In this chapter, we will discuss how Kakao evaluates AI’s impact across the SDLC stages within its development environments.

Assessment and continuous improvement of AI models and collaborative processes

The collaborative process between AI models and human-AI interaction is like a living organism. Once created, it doesn’t remain in optimal condition indefinitely; it must be constantly evaluated and improved in line with changes in the surrounding environment and new requirements.

Just like the long-standing adage in business administration, “What cannot be measured cannot be managed, and what cannot be managed cannot be improved,” Kakao continuously measures and evaluates the performance of AI models and the efficiency of collaborative processes, relentlessly pursuing a cycle of improvement based on these assessments.

AI model performance: how to evaluate and improve it?

Diversification of quantitative evaluation indicators

When evaluating the performance of AI models, we don’t solely rely on a single metric like accuracy. Depending on the type of model and the nature of the applied task, various quantitative indicators—such as accuracy, recall, F1 score, response latency, and throughput—are set and measured periodically.

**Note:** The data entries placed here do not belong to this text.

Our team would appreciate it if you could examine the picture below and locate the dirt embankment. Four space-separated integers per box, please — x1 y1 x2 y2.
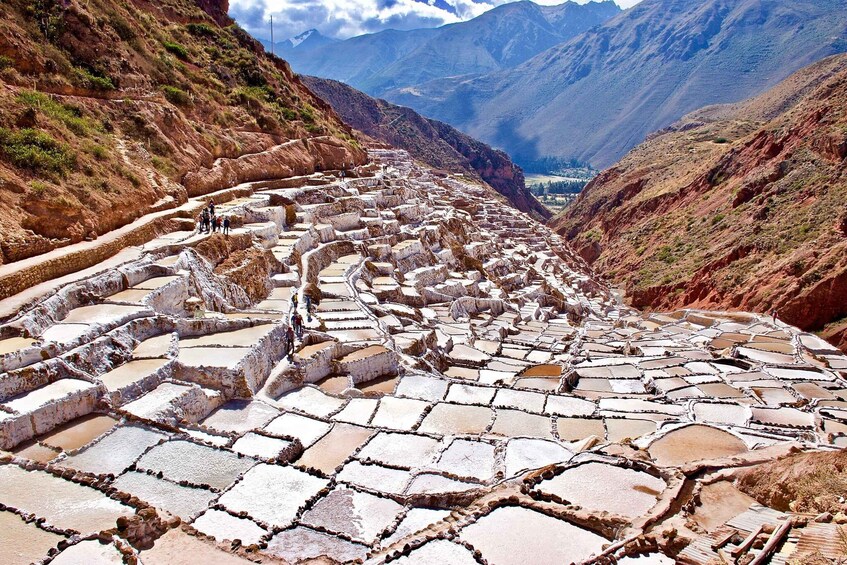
552 56 847 348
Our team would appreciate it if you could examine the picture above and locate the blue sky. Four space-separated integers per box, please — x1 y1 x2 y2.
229 0 640 41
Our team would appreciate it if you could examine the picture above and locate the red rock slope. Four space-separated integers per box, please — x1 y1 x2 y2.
552 56 847 348
0 0 366 264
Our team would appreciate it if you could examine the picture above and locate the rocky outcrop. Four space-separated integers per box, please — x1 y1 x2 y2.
0 0 364 264
302 77 550 219
552 56 847 347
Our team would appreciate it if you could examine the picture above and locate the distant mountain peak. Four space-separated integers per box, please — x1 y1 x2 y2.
288 28 321 47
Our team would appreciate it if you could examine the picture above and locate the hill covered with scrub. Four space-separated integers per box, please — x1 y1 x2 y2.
0 0 365 264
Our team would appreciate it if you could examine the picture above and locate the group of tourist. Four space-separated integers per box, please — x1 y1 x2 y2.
283 288 312 361
197 200 230 235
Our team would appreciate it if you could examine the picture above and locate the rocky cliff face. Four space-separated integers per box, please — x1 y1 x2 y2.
0 0 366 263
553 56 847 348
302 77 550 219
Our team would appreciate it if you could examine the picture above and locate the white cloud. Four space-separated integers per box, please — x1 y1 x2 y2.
230 0 640 40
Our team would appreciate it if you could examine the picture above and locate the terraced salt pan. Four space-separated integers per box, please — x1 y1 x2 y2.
418 402 494 435
434 439 496 481
0 511 65 564
122 383 192 420
12 441 61 463
218 463 329 528
336 461 411 495
0 465 135 532
357 432 438 469
380 508 455 548
132 334 173 359
62 304 148 324
460 506 608 565
605 418 656 443
265 526 368 563
445 383 497 405
647 424 747 467
4 379 95 414
40 324 91 345
556 418 606 441
752 406 815 428
50 540 124 565
535 462 667 519
191 509 267 545
0 337 38 357
265 412 332 448
58 426 168 475
406 473 480 496
140 528 252 565
300 487 403 544
490 408 553 438
505 438 573 477
179 324 274 350
356 377 399 397
694 402 750 426
492 388 547 413
371 396 429 431
177 347 253 370
297 423 374 474
395 375 449 402
332 398 379 426
39 415 117 451
203 400 279 434
113 471 218 520
100 359 170 392
277 386 346 418
137 440 256 489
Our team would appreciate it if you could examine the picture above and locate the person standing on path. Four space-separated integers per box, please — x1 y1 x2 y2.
285 325 294 362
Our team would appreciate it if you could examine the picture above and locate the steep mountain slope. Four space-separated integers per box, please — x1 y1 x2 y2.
288 0 620 96
259 29 339 59
552 55 847 347
0 0 366 263
301 77 550 220
385 0 847 167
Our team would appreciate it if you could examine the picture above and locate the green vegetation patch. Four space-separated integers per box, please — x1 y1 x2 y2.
162 41 188 61
162 84 191 106
0 128 76 175
16 90 91 135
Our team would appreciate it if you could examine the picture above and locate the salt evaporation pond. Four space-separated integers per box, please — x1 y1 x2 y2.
460 506 608 565
0 465 135 532
647 424 747 467
535 462 667 518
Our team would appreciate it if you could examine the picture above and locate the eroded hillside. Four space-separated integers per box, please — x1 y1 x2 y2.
553 56 847 348
0 0 366 263
302 76 551 220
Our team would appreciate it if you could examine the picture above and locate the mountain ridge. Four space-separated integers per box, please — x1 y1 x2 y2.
384 0 847 168
551 55 847 349
301 72 551 221
282 0 620 96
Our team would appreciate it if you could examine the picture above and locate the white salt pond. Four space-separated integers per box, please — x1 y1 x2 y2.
459 506 608 565
535 462 667 519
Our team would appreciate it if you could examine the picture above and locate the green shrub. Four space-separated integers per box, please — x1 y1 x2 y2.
162 41 188 61
162 84 191 106
74 67 115 90
185 23 218 37
16 90 91 135
109 13 136 41
0 128 76 175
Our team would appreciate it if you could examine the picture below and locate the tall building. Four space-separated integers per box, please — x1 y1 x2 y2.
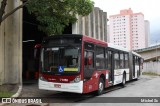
72 7 108 41
145 20 150 47
109 8 146 50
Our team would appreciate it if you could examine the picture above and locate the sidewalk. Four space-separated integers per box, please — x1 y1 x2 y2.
0 84 22 106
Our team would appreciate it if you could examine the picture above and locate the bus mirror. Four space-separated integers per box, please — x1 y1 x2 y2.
87 57 92 65
34 44 41 59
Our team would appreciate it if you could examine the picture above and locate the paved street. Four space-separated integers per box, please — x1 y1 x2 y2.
6 76 160 106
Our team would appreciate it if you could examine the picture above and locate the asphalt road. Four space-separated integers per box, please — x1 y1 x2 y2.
5 76 160 106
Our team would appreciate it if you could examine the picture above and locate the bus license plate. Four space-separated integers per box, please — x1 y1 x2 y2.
54 84 61 88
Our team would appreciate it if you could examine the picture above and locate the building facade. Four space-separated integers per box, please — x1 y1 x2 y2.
109 8 146 50
0 0 22 85
72 7 108 41
145 20 150 48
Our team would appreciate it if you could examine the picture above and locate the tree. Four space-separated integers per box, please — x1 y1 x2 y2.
26 0 93 35
0 0 94 35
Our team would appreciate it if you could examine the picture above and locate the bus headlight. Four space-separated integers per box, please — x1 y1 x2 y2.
71 75 81 83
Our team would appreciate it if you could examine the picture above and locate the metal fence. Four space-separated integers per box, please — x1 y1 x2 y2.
143 62 160 74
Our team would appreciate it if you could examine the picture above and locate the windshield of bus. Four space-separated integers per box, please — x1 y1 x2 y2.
42 47 81 74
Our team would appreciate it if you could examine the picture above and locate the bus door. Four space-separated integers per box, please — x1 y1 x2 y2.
108 51 114 83
132 56 136 78
84 43 95 80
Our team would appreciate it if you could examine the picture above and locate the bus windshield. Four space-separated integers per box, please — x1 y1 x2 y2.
42 47 81 74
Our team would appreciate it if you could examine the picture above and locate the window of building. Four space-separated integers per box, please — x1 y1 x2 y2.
96 46 105 69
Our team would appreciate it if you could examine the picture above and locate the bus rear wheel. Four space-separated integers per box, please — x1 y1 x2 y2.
96 78 104 95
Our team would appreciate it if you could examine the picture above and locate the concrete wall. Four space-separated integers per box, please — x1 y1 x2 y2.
143 62 160 74
0 0 22 85
72 7 107 41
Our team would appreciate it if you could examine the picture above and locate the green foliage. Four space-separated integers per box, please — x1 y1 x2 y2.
27 0 93 35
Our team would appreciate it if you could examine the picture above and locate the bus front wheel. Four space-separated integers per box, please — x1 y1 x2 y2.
96 78 104 95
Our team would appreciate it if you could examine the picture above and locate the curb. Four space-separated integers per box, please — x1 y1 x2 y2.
0 85 22 106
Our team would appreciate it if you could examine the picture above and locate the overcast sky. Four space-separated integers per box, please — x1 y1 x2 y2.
93 0 160 43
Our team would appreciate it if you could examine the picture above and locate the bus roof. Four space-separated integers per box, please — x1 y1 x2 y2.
83 35 108 46
108 43 129 52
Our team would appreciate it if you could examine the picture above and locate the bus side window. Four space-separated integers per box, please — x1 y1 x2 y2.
114 53 120 69
84 51 94 68
124 54 129 68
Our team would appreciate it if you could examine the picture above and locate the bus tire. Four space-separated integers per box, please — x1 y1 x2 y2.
121 73 126 86
96 78 104 96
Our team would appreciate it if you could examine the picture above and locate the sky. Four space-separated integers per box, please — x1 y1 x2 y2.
92 0 160 44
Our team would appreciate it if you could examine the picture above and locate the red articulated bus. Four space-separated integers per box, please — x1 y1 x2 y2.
35 35 142 95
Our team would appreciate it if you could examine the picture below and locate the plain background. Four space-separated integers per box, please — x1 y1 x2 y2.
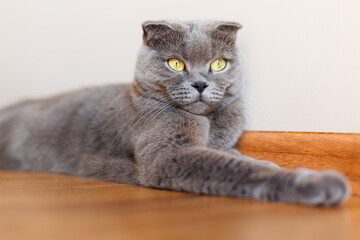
0 0 360 132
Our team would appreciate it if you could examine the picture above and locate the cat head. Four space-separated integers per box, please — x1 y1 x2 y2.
135 21 242 114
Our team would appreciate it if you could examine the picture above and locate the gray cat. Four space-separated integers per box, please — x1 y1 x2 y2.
0 21 350 206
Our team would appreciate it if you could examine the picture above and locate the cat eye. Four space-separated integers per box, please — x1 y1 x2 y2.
168 58 185 72
210 58 226 72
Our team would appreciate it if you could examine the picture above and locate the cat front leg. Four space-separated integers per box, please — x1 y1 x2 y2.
138 144 350 206
226 148 280 168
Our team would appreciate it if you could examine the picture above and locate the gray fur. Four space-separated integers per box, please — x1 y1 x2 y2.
0 21 349 205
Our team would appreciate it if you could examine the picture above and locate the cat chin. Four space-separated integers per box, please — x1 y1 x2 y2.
181 101 215 115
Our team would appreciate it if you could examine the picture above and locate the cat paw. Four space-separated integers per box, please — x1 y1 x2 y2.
294 169 350 206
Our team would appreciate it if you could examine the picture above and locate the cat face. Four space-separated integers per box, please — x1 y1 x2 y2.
136 21 242 114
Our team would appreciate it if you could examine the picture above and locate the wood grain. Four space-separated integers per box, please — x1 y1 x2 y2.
238 131 360 195
0 171 360 240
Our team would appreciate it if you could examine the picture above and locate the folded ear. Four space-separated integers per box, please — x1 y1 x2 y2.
142 21 173 46
215 22 242 33
212 22 242 45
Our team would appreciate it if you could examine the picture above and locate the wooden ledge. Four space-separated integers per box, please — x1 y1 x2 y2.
238 131 360 195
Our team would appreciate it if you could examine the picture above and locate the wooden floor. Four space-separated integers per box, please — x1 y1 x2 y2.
0 171 360 240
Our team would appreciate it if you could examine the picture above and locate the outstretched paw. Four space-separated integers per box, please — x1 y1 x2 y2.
294 169 350 206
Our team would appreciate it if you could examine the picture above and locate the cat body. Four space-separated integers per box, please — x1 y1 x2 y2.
0 21 349 205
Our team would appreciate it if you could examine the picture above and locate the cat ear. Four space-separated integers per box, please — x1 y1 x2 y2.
142 21 173 45
212 22 242 45
215 22 242 33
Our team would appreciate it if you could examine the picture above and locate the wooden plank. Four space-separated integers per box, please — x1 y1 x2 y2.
238 131 360 195
0 170 360 240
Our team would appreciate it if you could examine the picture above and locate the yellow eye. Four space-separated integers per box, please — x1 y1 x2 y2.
168 58 185 72
210 58 226 72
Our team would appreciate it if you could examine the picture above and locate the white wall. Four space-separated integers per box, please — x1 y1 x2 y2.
0 0 360 132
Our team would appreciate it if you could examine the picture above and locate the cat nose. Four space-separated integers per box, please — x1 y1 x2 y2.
191 81 209 93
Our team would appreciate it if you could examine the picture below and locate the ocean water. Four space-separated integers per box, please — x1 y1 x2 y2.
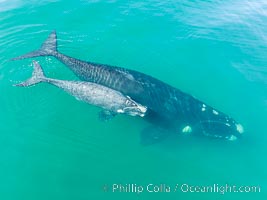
0 0 267 200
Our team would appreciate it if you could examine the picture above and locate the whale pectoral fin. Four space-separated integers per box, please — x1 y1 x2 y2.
140 126 170 146
98 110 116 122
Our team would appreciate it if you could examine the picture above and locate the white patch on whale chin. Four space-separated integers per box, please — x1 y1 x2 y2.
236 124 244 134
212 110 219 115
117 109 124 113
227 135 237 141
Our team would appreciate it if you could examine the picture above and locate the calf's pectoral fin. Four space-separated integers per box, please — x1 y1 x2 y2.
140 126 170 146
98 110 117 122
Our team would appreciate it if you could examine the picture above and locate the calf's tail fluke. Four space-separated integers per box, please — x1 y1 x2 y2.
11 31 57 60
14 61 46 87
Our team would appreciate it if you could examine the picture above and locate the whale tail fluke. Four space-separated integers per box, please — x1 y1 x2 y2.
11 31 57 60
14 61 46 87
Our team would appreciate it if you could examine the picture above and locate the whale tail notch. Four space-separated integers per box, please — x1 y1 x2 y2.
11 31 57 60
14 61 46 87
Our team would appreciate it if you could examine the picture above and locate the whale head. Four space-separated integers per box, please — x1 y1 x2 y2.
118 96 147 117
192 119 244 141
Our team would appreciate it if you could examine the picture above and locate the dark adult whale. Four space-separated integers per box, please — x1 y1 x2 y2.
12 31 243 141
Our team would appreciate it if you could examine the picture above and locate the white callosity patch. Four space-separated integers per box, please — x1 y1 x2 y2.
182 126 192 133
227 135 237 141
201 104 206 112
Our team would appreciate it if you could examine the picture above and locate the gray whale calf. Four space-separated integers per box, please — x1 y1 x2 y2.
12 31 243 142
15 61 147 119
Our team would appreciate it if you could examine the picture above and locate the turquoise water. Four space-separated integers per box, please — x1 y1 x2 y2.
0 0 267 200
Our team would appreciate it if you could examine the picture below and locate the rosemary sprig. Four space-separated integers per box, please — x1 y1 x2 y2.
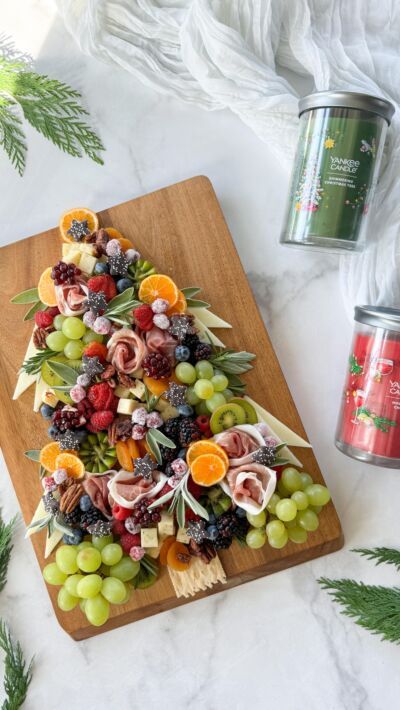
0 620 33 710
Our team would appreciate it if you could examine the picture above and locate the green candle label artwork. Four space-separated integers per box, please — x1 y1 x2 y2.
288 109 382 241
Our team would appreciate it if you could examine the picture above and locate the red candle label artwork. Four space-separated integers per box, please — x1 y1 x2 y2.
340 334 400 459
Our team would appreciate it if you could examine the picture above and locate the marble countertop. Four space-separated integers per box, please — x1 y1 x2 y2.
0 0 400 710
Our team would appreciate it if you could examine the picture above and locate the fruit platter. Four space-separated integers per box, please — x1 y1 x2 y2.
0 179 344 640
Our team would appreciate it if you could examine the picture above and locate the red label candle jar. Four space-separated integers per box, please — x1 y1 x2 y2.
335 306 400 468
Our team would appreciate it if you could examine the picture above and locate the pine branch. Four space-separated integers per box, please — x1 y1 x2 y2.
318 577 400 644
352 547 400 572
0 514 18 592
0 620 33 710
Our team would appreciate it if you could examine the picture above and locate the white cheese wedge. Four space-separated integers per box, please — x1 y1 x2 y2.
140 528 158 548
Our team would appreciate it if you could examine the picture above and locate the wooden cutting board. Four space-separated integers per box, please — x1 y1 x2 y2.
0 177 343 640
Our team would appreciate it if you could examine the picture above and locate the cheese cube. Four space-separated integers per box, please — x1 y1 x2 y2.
158 510 175 540
140 528 158 547
176 528 190 545
79 253 97 274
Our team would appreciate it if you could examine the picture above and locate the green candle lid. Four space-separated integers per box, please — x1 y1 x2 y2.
299 91 395 124
354 306 400 333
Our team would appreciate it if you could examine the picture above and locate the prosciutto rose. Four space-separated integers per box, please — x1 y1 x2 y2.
107 328 148 375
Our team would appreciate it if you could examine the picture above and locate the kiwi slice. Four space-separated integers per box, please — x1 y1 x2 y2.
229 397 258 424
210 400 246 434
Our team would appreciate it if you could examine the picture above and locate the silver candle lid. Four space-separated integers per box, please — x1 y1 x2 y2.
354 306 400 333
299 91 395 124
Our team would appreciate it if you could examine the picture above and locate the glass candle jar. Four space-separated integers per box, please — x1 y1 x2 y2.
280 91 394 252
336 306 400 468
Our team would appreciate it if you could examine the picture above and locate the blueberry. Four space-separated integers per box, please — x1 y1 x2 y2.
94 261 110 274
40 404 54 419
206 525 219 540
175 345 190 362
117 279 133 293
177 404 194 417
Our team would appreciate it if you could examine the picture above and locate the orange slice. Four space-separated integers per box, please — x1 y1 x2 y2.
58 207 99 244
167 291 187 316
38 266 57 306
139 274 179 307
56 452 85 478
186 439 229 469
39 441 75 473
167 542 190 572
190 454 228 487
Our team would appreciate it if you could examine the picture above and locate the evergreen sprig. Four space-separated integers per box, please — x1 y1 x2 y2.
318 547 400 644
0 620 33 710
0 38 104 175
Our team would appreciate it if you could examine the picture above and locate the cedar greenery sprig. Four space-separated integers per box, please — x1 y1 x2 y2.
0 620 33 710
318 547 400 644
0 38 104 175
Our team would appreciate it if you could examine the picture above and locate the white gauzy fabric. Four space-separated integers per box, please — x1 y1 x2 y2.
56 0 400 317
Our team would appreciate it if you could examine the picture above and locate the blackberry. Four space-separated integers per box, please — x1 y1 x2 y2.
192 342 212 362
51 407 81 432
179 417 201 446
51 261 82 286
143 353 171 380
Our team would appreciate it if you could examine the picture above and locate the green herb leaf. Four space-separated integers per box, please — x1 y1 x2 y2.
10 288 38 308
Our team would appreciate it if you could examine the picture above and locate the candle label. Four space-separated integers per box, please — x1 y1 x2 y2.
288 109 382 241
339 334 400 459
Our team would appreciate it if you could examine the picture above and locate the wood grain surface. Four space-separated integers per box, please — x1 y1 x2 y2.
0 177 343 640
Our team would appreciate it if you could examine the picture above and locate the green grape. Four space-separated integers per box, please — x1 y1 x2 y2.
92 535 114 552
77 574 103 599
82 330 103 345
206 392 226 412
246 528 267 550
101 577 126 604
300 472 313 491
186 387 200 407
281 466 301 493
305 483 331 506
62 316 86 340
56 545 78 574
266 520 286 538
85 594 110 626
277 478 290 498
57 587 79 611
275 498 297 522
77 547 101 572
211 374 229 392
194 360 214 382
288 525 308 544
268 529 289 550
110 555 140 582
101 542 123 567
246 510 267 528
296 508 319 532
64 340 84 360
267 493 280 515
290 491 308 510
43 562 67 587
194 379 214 399
53 313 66 330
64 574 84 597
175 362 197 385
46 330 68 353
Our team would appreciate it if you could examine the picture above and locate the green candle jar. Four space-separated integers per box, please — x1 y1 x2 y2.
280 91 395 252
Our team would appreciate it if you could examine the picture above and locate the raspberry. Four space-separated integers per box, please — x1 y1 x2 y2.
119 532 140 555
35 311 53 328
133 304 154 330
83 341 107 363
88 382 118 412
87 410 114 433
87 274 117 301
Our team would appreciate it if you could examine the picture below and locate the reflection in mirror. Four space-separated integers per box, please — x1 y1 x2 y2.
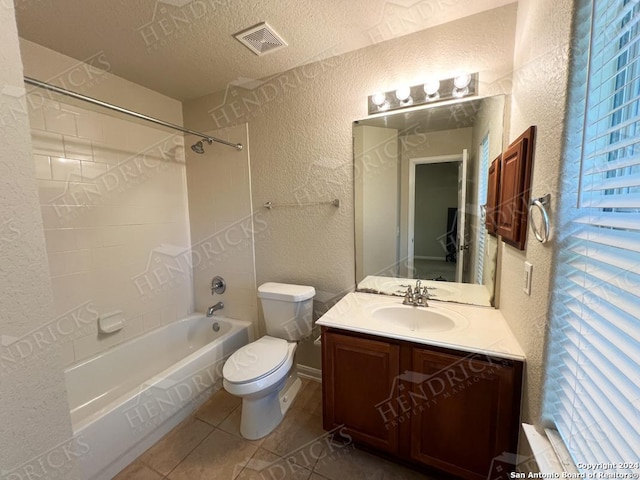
353 96 504 305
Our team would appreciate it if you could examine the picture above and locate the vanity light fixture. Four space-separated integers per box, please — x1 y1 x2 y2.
451 73 471 98
424 80 440 102
396 86 413 105
368 73 478 115
371 92 389 111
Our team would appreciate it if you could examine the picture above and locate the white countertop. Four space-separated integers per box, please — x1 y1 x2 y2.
358 275 491 307
316 292 524 361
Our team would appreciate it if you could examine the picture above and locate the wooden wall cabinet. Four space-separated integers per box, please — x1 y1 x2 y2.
322 327 523 480
487 126 536 250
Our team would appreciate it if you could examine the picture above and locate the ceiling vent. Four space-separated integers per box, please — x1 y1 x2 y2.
234 22 287 55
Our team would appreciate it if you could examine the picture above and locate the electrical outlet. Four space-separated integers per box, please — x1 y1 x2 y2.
523 262 533 295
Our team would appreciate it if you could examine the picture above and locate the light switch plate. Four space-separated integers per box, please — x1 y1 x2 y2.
523 262 533 295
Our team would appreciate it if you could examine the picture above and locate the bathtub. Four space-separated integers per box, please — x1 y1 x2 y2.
65 314 251 480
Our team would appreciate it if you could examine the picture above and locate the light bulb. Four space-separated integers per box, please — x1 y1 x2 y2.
424 80 440 97
453 73 471 90
371 92 387 107
396 87 411 102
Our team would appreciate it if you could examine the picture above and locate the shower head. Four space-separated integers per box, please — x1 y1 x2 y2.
191 138 213 155
191 140 204 154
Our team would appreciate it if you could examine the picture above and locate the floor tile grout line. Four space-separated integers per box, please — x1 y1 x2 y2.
160 417 217 478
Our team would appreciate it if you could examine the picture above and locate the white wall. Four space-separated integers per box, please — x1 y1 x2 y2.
500 0 573 422
21 41 193 364
0 2 79 479
184 4 516 306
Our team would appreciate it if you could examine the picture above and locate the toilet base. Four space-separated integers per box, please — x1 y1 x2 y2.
240 366 302 440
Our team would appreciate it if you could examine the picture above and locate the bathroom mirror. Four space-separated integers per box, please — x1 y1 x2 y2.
353 95 505 306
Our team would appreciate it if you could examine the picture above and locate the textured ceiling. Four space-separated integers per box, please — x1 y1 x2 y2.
15 0 514 100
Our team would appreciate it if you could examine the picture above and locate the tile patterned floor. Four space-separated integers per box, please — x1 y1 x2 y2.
115 380 433 480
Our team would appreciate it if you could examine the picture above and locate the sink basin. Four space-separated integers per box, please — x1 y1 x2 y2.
371 305 469 332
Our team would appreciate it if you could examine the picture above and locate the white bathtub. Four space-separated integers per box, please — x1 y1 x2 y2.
65 314 251 480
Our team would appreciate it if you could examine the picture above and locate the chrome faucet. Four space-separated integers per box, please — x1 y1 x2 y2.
402 280 429 307
207 302 224 317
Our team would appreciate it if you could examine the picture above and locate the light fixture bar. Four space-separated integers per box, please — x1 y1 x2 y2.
367 72 478 115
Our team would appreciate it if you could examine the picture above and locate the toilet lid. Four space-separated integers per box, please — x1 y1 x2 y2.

For example, in the case of code generation AI, the viability of the generated code, whether it contains bugs, and compliance with coding conventions are used as additional evaluation indicators. For LLM-based text summarization models, automatic evaluation metrics like ROUGE and BLEU are referenced.

Recognizing the importance of qualitative assessment

The actual usefulness and user experience of AI models, which are difficult to grasp with quantitative indicators alone, are complemented by qualitative evaluation. Through satisfaction surveys, in-depth interviews, and A/B tests with actual users, we carefully assess how natural the results generated by the AI model are, how well they match the user’s intention, and how effectively they assist actual work.

Notably, an in-house group of domain experts periodically reviews the quality of AI results and provides feedback.

Continuous optimization of prompt engineering

The performance of generative AI models, such as LLMs, is highly dependent on the quality of prompts entered by users. Therefore, Kakao studies optimal prompt patterns for various business scenarios and continuously improves prompts based on feedback obtained during actual use.

Systematic management of model retraining and fine-tuning cycles

As data distribution changes over time or new types of requirements emerge, the performance of AI models can degrade. To prevent this, Kakao monitors model performance in real-time and manages a systematic cycle of retraining or fine-tuning the model with new data as soon as performance drops below a certain level or when significant changes are detected.

AI collaboration processes: how to diagnose and evolve them?

Just as important as the performance of the AI model itself is how AI and humans work together—that is, the efficiency of the collaboration process. Kakao evaluates and improves AI collaboration processes in the following ways:

User experience (UX)-centered tool evaluation

We periodically conduct usability tests and surveys on AI-based collaboration tools actually used by developers or business users (e.g., AI coding assistants, data analysis platforms, AI agent services) to evaluate their intuitiveness, convenience, and actual work contribution, deriving improvements.

Identifying and improving workflow bottlenecks

We identify delays or inefficiencies that occur in AI agent workflows or human-AI interactions, and improve them through process redesign or expansion of automation.

Diversification of feedback collection channels

In addition to formal evaluation processes, we provide various feedback collection channels so that users can easily suggest difficulties or improvement ideas during AI collaboration at any time (e.g., anonymous bulletin boards, regular meetings).